# Problems with laptop



## Poimen (Jul 14, 2005)

Okay. So I was stupid... I spilled tea on my laptop.  It shorted out and wouldn't turn back on. When it dried out, however, I was able to get it to work except for some keys on the keyboard. So I need to replace it. Do you think it is possible for me to be able to purchase a new one somewhere (on the internet) and then replace it myself or is that too complicated? I am fairly good with computers but I have never worked with a laptop before.

Any advice? (And no I don't want to send it in to be fixed because then I am without a computer for 7-14 days).

[Edited on 7-14-2005 by poimen]


----------



## Abd_Yesua_alMasih (Jul 14, 2005)

If you are using your laptop as a laptop then I can not really help you, but if you keep it in the same place all the time a short term solution (at least) is buying one of those cheap USB keyboards.


----------



## ReformedWretch (Jul 14, 2005)

www.tigerdirect.com

I have purchased many items from them and they have been great.


----------



## just_grace (Jul 14, 2005)

You will find that if you just clean the circuit board that the keys touch when pressed it will be ok. I have never taken a laptop apart sorry.


----------



## Reed (Jul 14, 2005)

search ebay -- often times you'll find laptop keyboards salvaged off old laptops...

you can hook up a regular desktop keyboard to the laptop using either your usb port or your ps2 keyboard/mouse port.

If you have any important data on your laptop take this experience as a providential reminder to devise a backup scheme -- either burning data to cd periodically or using a large external usb hard drive to back up your data to.

R


----------



## Poimen (Aug 19, 2005)

I have a new keyboard which I will install, however I broke the plastic clasp that holds the cable in place. 







Does anybody know the technical name for this piece and where I could purchase it? 




[Edited on 8-19-2005 by poimen]


----------



## Poimen (Aug 24, 2005)

This is almost funny to me so you might get a chuckle out of it:

I found an outfit that sells parts to Toshiba laptops. They sent me a diagram to find the piece I was looking for and lo and behold they had it! The only problem was that it was attached to the main processor and is not sold separately. I asked the saleswoman how much the board would cost. She writes back:



> 1A is the main board. New out right purchase would be around $500.00. Exchanges would be about the same price with around have of it refunded back after Toshiba received your old board. It usually takes 6 weeks to get the refund. There are several main boards listed for this model,( that's why I can not give you an exact price) so if you wanted to order it you would have to get the # off of the board.

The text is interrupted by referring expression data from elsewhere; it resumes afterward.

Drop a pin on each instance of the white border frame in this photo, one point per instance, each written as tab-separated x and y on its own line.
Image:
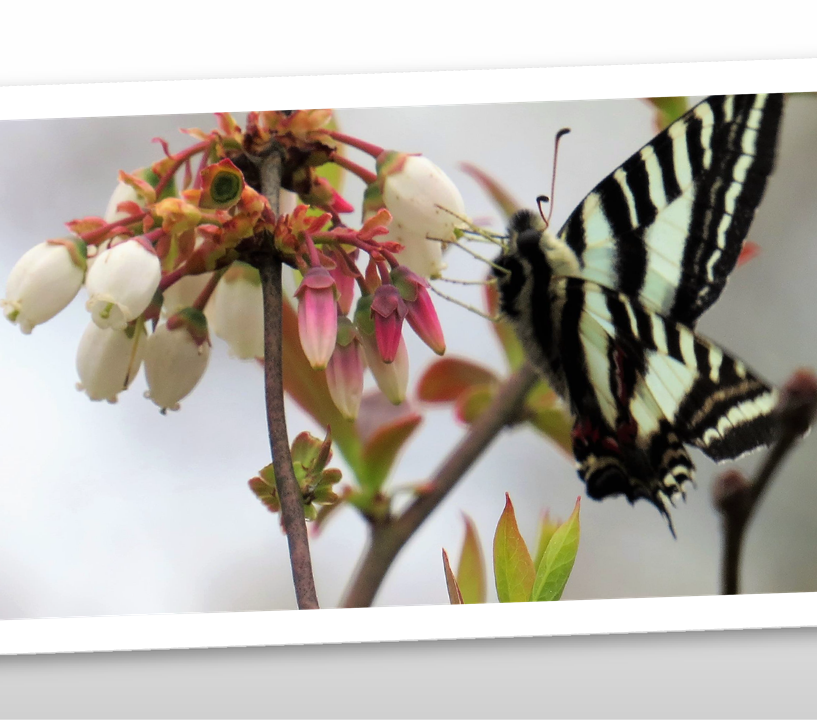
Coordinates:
113	633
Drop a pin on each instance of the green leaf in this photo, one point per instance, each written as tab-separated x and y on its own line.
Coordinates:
471	569
381	449
510	343
513	566
454	594
473	402
547	527
445	379
557	561
309	390
331	171
669	109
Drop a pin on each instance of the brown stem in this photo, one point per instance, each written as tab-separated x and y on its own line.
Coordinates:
388	537
736	498
289	491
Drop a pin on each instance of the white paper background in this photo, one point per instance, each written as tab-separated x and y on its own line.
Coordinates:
605	661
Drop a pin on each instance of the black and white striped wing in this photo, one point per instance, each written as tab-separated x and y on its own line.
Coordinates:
668	225
642	385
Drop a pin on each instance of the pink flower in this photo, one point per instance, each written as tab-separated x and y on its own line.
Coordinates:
388	311
344	374
421	315
391	378
344	282
317	316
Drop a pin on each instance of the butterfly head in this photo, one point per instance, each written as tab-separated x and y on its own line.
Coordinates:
521	262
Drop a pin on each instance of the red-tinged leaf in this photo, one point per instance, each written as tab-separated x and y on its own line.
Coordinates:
668	110
309	390
504	200
557	560
750	251
454	594
381	448
507	338
471	568
513	567
547	527
473	402
445	379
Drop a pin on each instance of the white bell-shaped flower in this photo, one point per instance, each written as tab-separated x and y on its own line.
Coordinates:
424	203
176	357
122	282
108	360
44	281
236	311
183	293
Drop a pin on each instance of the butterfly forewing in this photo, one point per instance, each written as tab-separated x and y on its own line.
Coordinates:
668	225
606	309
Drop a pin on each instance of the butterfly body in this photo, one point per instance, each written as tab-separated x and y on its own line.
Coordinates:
606	308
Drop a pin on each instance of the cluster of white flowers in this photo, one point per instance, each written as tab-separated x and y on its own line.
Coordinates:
122	278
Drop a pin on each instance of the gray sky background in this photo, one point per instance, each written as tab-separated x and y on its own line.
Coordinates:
117	509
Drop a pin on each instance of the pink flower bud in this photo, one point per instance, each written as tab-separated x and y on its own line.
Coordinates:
421	316
388	312
317	316
391	378
344	282
344	374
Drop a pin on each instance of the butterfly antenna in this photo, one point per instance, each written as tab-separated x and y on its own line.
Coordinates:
540	203
559	136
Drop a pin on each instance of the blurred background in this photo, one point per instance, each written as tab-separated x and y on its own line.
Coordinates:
116	509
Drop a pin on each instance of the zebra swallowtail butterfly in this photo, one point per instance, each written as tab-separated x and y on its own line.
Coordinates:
606	309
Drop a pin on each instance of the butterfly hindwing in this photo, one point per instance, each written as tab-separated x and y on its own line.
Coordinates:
643	386
606	309
667	226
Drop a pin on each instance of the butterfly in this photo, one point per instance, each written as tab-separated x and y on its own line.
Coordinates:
606	308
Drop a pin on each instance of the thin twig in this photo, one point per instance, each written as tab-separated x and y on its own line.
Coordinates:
736	498
388	537
289	491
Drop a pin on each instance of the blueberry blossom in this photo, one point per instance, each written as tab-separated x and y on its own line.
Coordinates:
176	357
45	280
344	373
317	316
421	199
108	360
122	282
236	311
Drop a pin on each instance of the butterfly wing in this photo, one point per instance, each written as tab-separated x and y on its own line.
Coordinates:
668	225
641	386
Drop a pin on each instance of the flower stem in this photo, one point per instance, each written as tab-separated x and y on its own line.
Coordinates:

So basically they want me to pay $500 for a processor that I already have, for a computer for which I payed about $500, just so I have a little plastic clip that is probably worth 5 cents. And, to top it off, I would have to remove the processor of my laptop to give her the number from which to order the main board!

I was thinking of writing back a really sarcastic letter but I restrained myself and clearly pointed out the absurdity of what she was suggesting I do. 



> Clearly it would be unwise to purchase a $500 piece for a computer that cost me about $500 just to get to a little plastic clip that probably costs 5 cents. Is there no way for me to purchase the clip by itself? Or could you point me to some online business that would sell it to me separately from the main board?



In any case, could someone help me out? Is there a place where I could simply buy the clip or I am now stuck with a not-so portable computer because I can't find a 5 cent clip? 

Yours,

frustrated


----------



## fredtgreco (Aug 24, 2005)

Maybe you could either search Ebay or even ask Toshiba directly for a laptop that is completely fried. You should be able to puchase a non-working laptop for pretty cheap, and then get the plastic piece off that.


----------



## Poimen (Aug 24, 2005)

> _Originally posted by fredtgreco_
> Maybe you could either search Ebay or even ask Toshiba directly for a laptop that is completely fried. You should be able to puchase a non-working laptop for pretty cheap, and then get the plastic piece off that.



Thanks. Though it seems kind of a waste since I already bought the keyboard this may be my last option so I think I'll look into it.


----------